Uitbreiding NAVO
De Noord-Atlantische Verdragsorganisatie (NAVO) wordt uitgebreid met zeven Oost-Europese landen. Hierbij een overzicht van de NAVO-historie.
1949
Twaalf landen ondertekenen het Noord-Atlantisch Verdrag in Washington: België, Canada, Denemarken, Frankrijk, Groot-Brittannië, Italië, Luxemburg, Nederland, Noorwegen, Portugal, de Verenigde Staten en IJsland.
1952
Griekenland en Turkije treden toe als NAVO-lidstaten.
1955
West-Duitsland versterkt het bondgenootschap. De Sovjet-Unie en acht Oost-Europese landen antwoorden door het oprichten van het Warschaupact.
1966
De Franse president Charles de Gaulle kondigt aan de militaire structuur van de NAVO te verlaten omdat hij ontevreden is over de Amerikaanse dominantie binnen het bondgenootschap.
1982
Spanje treedt toe tot de NAVO.
1990
Lidstaten van de NAVO en het Warschaupact tekenen een verdrag over conventionele bewapening en stellen een niet-aanvalsverdrag op.
1991
In Praag kondigt president Václav Havel de ontbinding van het Warschaupact aan. De NAVO roept een speciale raad in het leven als platform voor gesprekken tussen NAVO-lidstaten en voormalige Warschaupact-landen.
1992
De NAVO kondigt aan bereid te zijn vredestaken in het voormalige Joegoslavië uit te voeren.
1993
Frankrijk keert terug in de militaire structuur van de NAVO. Het bondgenootschap biedt voormalige Oostbloklanden betrekkingen aan in het Partnerschap voor Vrede.
1995
De NAVO voert haar allereerste militaire operatie uit door Bosnisch-Servische doelen te bombarderen, met als doel de Serviërs aan de onderhandeltafel te krijgen.
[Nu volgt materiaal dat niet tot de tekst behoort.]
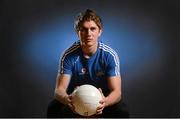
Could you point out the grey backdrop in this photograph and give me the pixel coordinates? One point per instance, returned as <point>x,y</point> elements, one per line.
<point>150,72</point>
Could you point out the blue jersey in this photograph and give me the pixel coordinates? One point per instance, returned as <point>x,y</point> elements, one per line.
<point>94,70</point>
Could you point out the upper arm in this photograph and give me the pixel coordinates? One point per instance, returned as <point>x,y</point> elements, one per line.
<point>114,83</point>
<point>62,81</point>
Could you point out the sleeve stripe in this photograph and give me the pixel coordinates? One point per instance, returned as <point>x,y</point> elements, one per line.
<point>114,54</point>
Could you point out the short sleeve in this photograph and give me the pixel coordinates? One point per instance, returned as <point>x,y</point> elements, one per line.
<point>65,65</point>
<point>113,65</point>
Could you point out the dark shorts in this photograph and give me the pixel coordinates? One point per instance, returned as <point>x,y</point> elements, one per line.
<point>57,109</point>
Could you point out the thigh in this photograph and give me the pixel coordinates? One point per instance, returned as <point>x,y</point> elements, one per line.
<point>57,109</point>
<point>118,110</point>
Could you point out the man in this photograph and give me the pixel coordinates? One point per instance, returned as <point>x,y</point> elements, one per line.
<point>88,61</point>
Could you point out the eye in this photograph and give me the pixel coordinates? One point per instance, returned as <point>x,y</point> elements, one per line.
<point>93,28</point>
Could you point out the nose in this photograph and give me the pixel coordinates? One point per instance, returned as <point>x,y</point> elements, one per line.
<point>88,32</point>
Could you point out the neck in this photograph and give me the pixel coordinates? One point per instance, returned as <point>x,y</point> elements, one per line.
<point>89,50</point>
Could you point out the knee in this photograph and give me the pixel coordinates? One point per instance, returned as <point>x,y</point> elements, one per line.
<point>53,108</point>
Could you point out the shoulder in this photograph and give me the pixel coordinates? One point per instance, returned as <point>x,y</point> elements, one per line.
<point>107,50</point>
<point>72,49</point>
De NAVO stuurt met de ”implementatiemacht” IFOR duizenden soldaten naar Bosnië om het staakt-het-vuren na het Dayton-akkoord af te dwingen.
1997
IFOR wordt vervangen door een kleinere ”stabilisatiemacht”, SFOR. De NAVO en Rusland ondertekenen een overeenkomst voor veiligheidssamenwerking.
1999
Tsjechië, Polen en Hongarije treden toe tot het bondgenootschap. Het zijn de eerste voormalige Oostbloklanden die bij de NAVO komen. In hetzelfde jaar voert de NAVO elf weken lang luchtaanvallen uit op Joegoslavië, overigens zonder toestemming van de Veiligheidsraad van de VN. Lord George Robertson, minister van Defensie in Groot-Brittannië, wordt benoemd tot secretaris-generaal.
2001
Op 11 september worden de WTC-torens in New York aangevallen. Op 12 september zeggen de andere NAVO-lidstaten dat deze aanslag op grond van artikel 5 van het NAVO-verdrag als een aanval op het gehele bondgenootschap moet worden beschouwd. De NAVO wordt echter niet ingeschakeld in de militaire strijd die volgt.
2002
In mei bereiken de NAVO en Rusland overeenstemming over de instelling van een NAVO-Russische Raad, die de Russen een grotere positie in de besluitvorming geeft.
November 2002
De NAVO nodigt zeven landen uit om het bondgenootschap te versterken: Estland, Letland en Litouwen, Bulgarije, Roemenië, Slowakije en Slovenië.